Gates and Petraeus publicly clash on the date to start withdrawing US troops.

Washington: US Defence Secretary Robert Gates insisted on Monday the July 2011 date to start withdrawing American troops from Afghanistan was set in stone, putting him at odds with his top Afghan war commander.

Gates and General David Petraeus were in lock-step on the need for a gradual withdrawal, but a series of interviews exposed discord over the flexibility of the start date given last November by US President Barack Obama.

"There is no question in anybody`s mind that we are going to begin drawing down troops in July of 2011," Gates told The Los Angeles Times.

But Petraeus, asked in a separate interview whether he could reach that juncture and have to recommend a delay to Obama because of the conditions on the ground, replied: "Certainly, yeah.”

"I think the President has been quite clear in explaining that it`s a process, not an event, and that it`s conditions-based," he told NBC television`s `Meet the Press` program on Sunday.

"The President and I sat down in the Oval Office and he expressed very clearly that what he wants from me is my best professional military advice."

Afghanistan, with the help of its Western backers, is trying to build up its Army and police so that they can take responsibility for security from US-led NATO forces by the end of 2014.

The Taliban, toppled in a 2001 US-led invasion, still control large swathes of the south and have put up stiff resistance to a surge of 30,000 more US troops due to swell American numbers to 100,000 in the coming weeks.

US public support for the near nine-year war and Obama`s handling of it are at an all-time low, according to opinion polls here, while the death toll for American troops hit a record monthly high in July of 66.

Both Gates, in the LA Times, and Petraeus, in a series of interviews with NBC, The New York Times and The Washington Post, sought to reassure a sceptical public that the American-led coalition can succeed in its aims.

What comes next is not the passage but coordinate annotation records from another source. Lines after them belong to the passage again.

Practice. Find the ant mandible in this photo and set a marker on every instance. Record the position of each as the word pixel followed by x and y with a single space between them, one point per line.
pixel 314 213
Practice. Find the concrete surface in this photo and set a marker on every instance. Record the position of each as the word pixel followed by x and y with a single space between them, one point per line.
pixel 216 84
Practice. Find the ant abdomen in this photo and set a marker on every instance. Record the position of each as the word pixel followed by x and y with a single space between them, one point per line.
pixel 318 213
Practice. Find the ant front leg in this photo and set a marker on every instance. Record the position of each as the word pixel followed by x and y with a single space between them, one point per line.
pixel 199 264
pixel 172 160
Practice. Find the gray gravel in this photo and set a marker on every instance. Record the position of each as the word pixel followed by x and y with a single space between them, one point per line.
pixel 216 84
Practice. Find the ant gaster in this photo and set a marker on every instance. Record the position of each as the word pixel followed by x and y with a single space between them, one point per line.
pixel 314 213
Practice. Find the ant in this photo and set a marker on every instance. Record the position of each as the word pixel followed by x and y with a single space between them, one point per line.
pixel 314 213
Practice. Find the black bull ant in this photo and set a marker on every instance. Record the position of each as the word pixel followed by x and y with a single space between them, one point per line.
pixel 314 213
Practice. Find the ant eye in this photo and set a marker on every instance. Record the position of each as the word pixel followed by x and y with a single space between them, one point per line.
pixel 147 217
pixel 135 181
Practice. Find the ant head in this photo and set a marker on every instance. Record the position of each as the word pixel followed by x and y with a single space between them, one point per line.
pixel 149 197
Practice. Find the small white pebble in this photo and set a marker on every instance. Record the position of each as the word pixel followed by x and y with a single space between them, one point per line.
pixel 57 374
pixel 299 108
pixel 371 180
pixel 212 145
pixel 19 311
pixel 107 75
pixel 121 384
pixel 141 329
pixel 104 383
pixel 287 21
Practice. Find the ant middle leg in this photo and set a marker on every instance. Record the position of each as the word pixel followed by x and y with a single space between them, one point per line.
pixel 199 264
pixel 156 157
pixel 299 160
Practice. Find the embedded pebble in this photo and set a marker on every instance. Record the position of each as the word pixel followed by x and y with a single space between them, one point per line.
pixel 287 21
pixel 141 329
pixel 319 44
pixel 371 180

Petraeus told The New York Times he didn`t just want to preside over a "graceful exit”, while Gates suggested some security responsibilities could begin to be transferred to Afghan forces as early as next spring.

Obama`s mid-2011 deadline to begin a limited withdrawal has been strongly criticised by some who believe it sent out the message America is not in the fight for the long-term and boosted the Taliban`s resolve to wait it out.

Others attack him for not pulling out troops fast enough as they believe US and NATO forces are bogged down in an unwinnable conflict.

Petraeus, giving his first major interviews since assuming command of more than 140,000 coalition troops in Afghanistan last month, also said he would be prepared to negotiate with Taliban with "blood on their hands”.

The general, who helped turn around the Iraq war for Obama`s predecessor, George W Bush -- partly by wheeling and dealing with warring factions -- said a new reconciliation and reintegration strategy aimed at persuading Afghan insurgents to change sides was "fairly imminent”.

There is "every possibility, I think, that there can be low- and mid-level reintegration and indeed some fracturing of the senior leadership that could be really defined as reconciliation."

In his interview with The Washington Post, Petraeus said 365 insurgent leaders and 2,400 rank-and-file fighters have been killed or captured over the past three months.

The operations have led "some leaders of some elements" of the insurgency to begin reconciliation discussions with the Afghan government, he told the newspaper, characterising the interactions as "meaningful”.

Petraeus formally took over command of the Afghan war in July after Obama dismissed General Stanley McChrystal after he and his staff made disparaging comments about senior US administration figures.

The interviews came hours before the icasualties.org website announced that the total number of foreign troops killed since the start of the Afghan war in 2001 had topped 2,000, including 1,226 Americans and 331 from Britain.